The seconds looked pretty good, with just a few blemishes and some oddly-shaped fruits. Even though they looked fine, I decided that it would be smart to use the cherries right away, before the blemishes and bumps turned into something less edible.
I went to work with my pitter and got them all ready, and ended up with a little over a quart of pitted cherries.
I used most of those pitted cherries for the cake. The few leftovers that didn't fit in the pan, um...disappeared. Somewhere. Yeah, that's my story and I'm sticking to it.
The cherries were mostly bing with a few Raniers. I thought they added some nice color contrast. They turned almost orange, compared the deep red of the bing cherries.
This recipe has a lot of steps, and it looks a bit complicated on first glance, but it's actually pretty simple if you take it one step at a time.
The caramel at the top is sweet, but it's tempered by the lemon juice in it, so it's not cloyingly sweet. Of course the cherries are both sweet and tart, and the cake is the perfect complement.
Since I live at high altitude, I was a little worried that the cake would overrun the pan. I reduced the baking powder and baking soda by a little bit to compensate, and had no trouble at all. And it came out of the pan without a hint of trouble.

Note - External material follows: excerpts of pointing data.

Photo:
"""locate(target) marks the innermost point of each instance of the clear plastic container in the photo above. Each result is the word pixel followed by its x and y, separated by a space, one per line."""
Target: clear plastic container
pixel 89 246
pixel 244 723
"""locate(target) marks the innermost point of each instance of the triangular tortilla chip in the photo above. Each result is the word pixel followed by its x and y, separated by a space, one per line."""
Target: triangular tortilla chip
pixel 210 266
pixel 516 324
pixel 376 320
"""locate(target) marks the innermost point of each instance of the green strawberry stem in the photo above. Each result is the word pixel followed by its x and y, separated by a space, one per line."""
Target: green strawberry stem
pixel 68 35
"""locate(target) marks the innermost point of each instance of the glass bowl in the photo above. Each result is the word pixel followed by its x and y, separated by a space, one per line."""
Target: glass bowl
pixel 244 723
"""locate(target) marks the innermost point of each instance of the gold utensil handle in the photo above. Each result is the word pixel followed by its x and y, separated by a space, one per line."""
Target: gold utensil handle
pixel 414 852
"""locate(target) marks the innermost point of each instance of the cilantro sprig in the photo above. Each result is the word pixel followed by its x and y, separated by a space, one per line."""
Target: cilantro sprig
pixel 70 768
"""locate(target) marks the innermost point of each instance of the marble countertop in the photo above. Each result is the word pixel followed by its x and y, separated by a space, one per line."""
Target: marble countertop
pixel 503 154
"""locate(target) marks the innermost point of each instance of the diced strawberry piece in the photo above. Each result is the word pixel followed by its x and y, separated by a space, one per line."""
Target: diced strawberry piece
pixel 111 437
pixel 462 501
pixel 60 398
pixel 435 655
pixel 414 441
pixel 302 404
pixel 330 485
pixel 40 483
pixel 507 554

And what was the recipe? Why, it was...
Upside-Down Sweet Cherry Cake
adapted from Rustic Fruit Desserts by Cory Schreiber and Julie Richardson
For the Caramel:
1/4 cup butter
3/4 cup sugar
2 tablespoons fresh lemon juice
4 cups pitted cherries
For the Cake:
1 3/4 cups (8 3/4 ounces) all purpose flour
1 teaspoon cinnamon
1 teaspoon baking powder
1/2 teaspoon baking soda
1/2 teaspoon salt
3/4 cup butter
1 cup plus 2 tablespoons sugar
zest and juice from 1 orange
2 eggs, separated
3/4 cup sour cream
Preheat the oven to 350 degrees, and butter a 9-inch square baking pan (I used baking spray rather than butter.)

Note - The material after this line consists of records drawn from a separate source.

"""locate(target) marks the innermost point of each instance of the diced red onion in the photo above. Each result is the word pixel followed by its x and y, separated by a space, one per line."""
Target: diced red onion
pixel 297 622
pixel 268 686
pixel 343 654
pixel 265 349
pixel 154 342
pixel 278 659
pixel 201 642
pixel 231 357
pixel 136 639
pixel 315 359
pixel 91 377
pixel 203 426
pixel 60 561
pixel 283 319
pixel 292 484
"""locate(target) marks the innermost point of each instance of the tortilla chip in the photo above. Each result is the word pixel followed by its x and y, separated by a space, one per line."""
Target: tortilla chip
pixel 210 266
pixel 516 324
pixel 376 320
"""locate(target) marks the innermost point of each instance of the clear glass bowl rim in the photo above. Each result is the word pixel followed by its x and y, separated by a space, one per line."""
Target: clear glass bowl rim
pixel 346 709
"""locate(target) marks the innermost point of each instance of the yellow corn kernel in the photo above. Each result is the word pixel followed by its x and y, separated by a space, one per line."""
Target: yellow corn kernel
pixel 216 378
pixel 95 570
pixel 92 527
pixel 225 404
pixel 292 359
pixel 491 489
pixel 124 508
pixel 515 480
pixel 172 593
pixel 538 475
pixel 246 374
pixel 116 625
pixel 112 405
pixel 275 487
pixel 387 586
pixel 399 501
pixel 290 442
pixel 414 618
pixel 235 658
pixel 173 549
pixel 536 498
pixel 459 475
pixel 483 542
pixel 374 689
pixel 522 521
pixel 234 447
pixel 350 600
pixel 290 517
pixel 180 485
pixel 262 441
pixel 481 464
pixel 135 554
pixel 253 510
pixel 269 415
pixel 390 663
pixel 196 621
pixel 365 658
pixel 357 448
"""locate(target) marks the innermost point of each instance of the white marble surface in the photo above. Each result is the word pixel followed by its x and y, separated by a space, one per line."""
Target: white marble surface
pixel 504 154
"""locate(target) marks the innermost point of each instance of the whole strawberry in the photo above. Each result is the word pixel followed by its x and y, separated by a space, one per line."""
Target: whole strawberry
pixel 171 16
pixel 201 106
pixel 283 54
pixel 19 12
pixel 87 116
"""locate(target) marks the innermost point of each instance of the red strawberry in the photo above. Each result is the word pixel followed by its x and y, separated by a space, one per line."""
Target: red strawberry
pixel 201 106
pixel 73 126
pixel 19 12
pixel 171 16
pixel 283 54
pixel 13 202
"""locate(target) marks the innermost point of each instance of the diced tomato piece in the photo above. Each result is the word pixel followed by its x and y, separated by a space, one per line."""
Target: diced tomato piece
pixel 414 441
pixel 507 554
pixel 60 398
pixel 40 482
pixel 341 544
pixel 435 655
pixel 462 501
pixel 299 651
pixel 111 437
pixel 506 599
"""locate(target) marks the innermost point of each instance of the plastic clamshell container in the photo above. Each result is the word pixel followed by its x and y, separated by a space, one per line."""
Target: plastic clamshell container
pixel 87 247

Melt the butter for the caramel in a pan over medium heat, then stir in the sugar and lemon juice using a wooden spoon. Turn the heat to medium-high and bring the mixture to a boil. First it will become foamy, and then it will change color to amber brown. Take it off the heat and pour it into the pan. Set aside for 10 minutes to cool, while you're working on the cake.

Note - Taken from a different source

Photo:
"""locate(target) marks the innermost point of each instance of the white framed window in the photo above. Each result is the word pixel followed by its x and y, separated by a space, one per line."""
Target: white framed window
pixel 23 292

After the 10 minutes is up, arrange the cherries in a single layer on top of the caramel, trying to keep the prettiest side at the bottom.
For the cake:
Sift the flour, cinnamon, baking powder and soda, and salt together.
Using a hand mixer or stand mixer with the paddle attachment, cream the butter, sugar, and orange zest until it is light and fluffy. Add the egg yolks one at a time, scraping down the bowl after each.
Stir in the vanilla and orange juice. Add the flour mixture a third at a time, alternating with two additions of the sour cream. Scrape down the bowl as needed.
In a clean bowl, whisk the egg whites to soft peaks. Add the whites to the batter in two additions, folding gently and incorporating the first addition before adding the second.
Pour the batter over the cherries in the pan and smooth it into an even layer.
Bake at 350 degrees for 60-65 minutes, or until the top of the cake is firm and the center springs back when touched. The top will be very brown and might crack, but that doesn't matter since it will become the bottom of the cake.
Cool the cake on a wire rack for 45 minutes before unmolding. Run a knife around the outside of the cake to loosen it, then place a serving plate over it and flip it over to unmold it.
2 comments:
the recipe you posted has the amount for the reduced leaveners or are they the original measurements?
These are the original amounts. When I made it, I just measured a little light rather than using level measures.